The first cut is always the most important. Not too deep, but deep enough. It must be at the correct angle, get it wrong now and there is no point going on, as all that is left beyond that are a few amateurish hacks to finish the job as quickly as possible.
No, he must be patient.
He was told it would be this way, that only he would know the moment to start. That only he would be able to judge the exact second in which to make the first cut and that he must not given in to the temptation to start too soon nor buckle under the pressure that he might make a mistake (for there will always be others). He knew too that his time was running out, he’d heard of others who had already taken this step and the talk of their sureness with the blade was starting to spread. He knew that this was his chance, his last chance.
A slow deep breath and, almost without realising, his arm reaches out and the blade hits home, he draws back and across in perfect choreography, and then he is reaching forward again. The blade is sharp and effortless in his hand, his grasp remains true, and soon the wriggling stops as the blade repeats the slashes, over and over, carefully following the patterns he was given.

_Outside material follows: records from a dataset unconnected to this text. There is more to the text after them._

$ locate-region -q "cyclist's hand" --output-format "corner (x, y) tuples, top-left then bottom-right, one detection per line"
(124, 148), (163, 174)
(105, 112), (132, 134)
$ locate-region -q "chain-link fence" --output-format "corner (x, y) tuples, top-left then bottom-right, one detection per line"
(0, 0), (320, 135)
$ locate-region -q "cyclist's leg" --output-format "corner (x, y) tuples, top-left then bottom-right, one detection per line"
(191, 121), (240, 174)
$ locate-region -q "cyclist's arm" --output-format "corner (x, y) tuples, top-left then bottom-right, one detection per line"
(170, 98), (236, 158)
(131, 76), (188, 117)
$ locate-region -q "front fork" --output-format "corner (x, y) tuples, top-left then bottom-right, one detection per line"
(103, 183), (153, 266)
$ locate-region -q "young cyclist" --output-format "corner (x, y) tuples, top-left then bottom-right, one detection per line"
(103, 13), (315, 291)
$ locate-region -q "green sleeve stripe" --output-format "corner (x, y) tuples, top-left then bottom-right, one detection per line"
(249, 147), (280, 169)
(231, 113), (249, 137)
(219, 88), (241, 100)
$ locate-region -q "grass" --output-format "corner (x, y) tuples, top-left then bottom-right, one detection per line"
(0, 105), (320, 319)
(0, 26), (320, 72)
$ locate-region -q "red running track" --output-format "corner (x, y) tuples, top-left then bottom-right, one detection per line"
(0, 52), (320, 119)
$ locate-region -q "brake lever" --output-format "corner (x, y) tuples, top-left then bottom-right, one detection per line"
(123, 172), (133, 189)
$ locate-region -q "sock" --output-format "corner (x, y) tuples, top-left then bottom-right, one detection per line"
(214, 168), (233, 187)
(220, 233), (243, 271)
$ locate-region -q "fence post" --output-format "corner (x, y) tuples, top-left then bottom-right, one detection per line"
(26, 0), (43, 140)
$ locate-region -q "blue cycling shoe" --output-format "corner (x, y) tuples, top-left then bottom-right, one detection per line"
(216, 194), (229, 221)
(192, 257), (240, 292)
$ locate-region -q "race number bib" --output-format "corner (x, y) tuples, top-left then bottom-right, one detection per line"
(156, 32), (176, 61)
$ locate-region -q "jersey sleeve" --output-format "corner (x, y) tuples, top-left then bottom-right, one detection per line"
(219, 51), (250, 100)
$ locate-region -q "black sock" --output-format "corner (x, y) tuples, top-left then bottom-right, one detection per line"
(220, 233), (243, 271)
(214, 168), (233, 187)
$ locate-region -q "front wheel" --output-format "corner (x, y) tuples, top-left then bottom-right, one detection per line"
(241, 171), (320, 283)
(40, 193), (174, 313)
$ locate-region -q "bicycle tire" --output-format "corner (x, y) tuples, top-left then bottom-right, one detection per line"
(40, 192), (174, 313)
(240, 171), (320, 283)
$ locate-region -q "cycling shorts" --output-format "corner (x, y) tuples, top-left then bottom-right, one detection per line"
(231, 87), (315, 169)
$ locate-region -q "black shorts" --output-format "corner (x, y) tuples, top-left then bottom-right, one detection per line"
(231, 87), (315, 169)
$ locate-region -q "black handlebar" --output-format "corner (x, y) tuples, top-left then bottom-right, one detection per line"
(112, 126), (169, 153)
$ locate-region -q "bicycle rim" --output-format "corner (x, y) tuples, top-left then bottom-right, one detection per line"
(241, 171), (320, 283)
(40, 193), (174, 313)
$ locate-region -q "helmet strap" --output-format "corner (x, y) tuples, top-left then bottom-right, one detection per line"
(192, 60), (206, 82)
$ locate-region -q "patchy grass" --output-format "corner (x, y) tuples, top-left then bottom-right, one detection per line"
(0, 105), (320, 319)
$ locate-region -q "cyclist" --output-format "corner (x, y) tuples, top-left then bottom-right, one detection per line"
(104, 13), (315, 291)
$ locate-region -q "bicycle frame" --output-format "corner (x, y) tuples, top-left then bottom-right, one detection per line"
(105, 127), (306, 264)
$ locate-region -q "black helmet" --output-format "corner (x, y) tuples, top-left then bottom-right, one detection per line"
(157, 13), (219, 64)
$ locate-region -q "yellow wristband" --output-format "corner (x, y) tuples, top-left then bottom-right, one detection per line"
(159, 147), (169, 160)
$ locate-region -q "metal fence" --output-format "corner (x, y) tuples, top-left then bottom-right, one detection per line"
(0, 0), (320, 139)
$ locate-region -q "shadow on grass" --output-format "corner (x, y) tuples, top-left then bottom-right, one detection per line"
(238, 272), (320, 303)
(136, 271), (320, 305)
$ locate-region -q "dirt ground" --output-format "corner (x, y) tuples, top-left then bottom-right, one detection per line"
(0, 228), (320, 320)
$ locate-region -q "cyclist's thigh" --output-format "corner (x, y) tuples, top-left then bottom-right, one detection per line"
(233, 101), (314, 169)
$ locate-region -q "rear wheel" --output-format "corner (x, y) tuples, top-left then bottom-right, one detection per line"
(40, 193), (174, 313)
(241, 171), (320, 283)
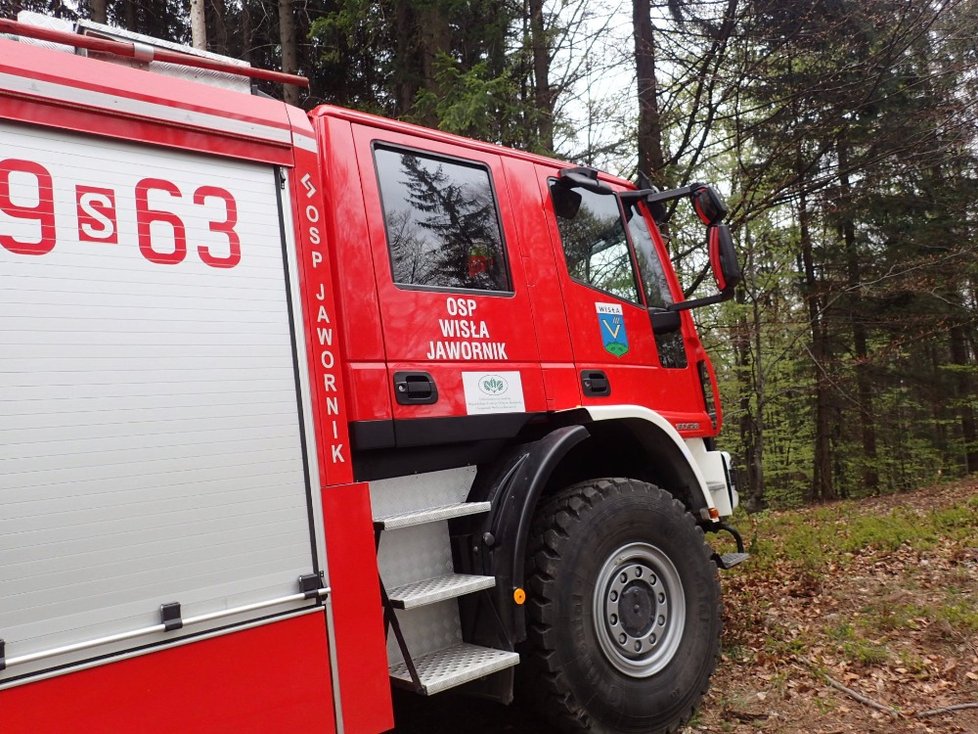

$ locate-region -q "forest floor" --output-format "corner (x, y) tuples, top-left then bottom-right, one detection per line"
(687, 481), (978, 734)
(396, 481), (978, 734)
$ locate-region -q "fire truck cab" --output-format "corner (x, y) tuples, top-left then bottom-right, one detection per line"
(0, 14), (746, 734)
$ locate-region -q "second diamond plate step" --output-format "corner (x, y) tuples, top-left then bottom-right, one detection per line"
(389, 573), (496, 609)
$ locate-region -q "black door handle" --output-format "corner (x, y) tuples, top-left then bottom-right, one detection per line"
(581, 370), (611, 398)
(394, 372), (438, 405)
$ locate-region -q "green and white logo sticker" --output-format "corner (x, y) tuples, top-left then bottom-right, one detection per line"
(462, 370), (525, 415)
(594, 303), (628, 357)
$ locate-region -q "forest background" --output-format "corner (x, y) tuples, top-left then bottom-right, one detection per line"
(9, 0), (978, 509)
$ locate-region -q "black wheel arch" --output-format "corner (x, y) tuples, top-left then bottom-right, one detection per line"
(452, 418), (706, 660)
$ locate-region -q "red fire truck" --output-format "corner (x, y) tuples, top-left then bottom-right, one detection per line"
(0, 14), (746, 734)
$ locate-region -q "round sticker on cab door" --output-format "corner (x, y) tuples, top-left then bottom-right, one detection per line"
(462, 370), (526, 415)
(594, 303), (628, 357)
(479, 375), (509, 395)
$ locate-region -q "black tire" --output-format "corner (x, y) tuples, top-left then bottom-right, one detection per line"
(519, 479), (721, 734)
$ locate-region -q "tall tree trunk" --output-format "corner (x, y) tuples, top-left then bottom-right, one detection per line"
(206, 0), (229, 56)
(530, 0), (554, 153)
(415, 2), (450, 127)
(837, 138), (879, 494)
(632, 0), (667, 188)
(798, 187), (835, 502)
(950, 323), (978, 474)
(278, 0), (299, 105)
(394, 0), (418, 117)
(123, 0), (139, 32)
(190, 0), (207, 51)
(88, 0), (109, 23)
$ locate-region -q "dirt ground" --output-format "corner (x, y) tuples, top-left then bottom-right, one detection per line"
(396, 482), (978, 734)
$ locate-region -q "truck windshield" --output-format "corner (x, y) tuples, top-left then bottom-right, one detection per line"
(622, 199), (673, 308)
(622, 199), (687, 368)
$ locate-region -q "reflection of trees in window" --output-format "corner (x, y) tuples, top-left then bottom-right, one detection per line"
(557, 191), (640, 303)
(376, 149), (509, 290)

His mentor watches his face carefully, and with a shallow smile allows himself to relax. He sees a mask of concentration and a steady arm, he follows the delicate dance, the slash and slice of the steel, and knows that his teaching is over.
The young man breathes out, a long deep breath that loosens his shoulders, his arm hesitates in the air as if unsure of what to do next before falling by his side. He straightens and turns as his mentor strides over to him, beaming as only a proud father can.
“Well done lad, you got the entire thing off in one piece!!” he bellows, slapping his son hard on the back.
His son releases his grip and they both turn to watch as the freshly shorn sheep bounds back to join his flock.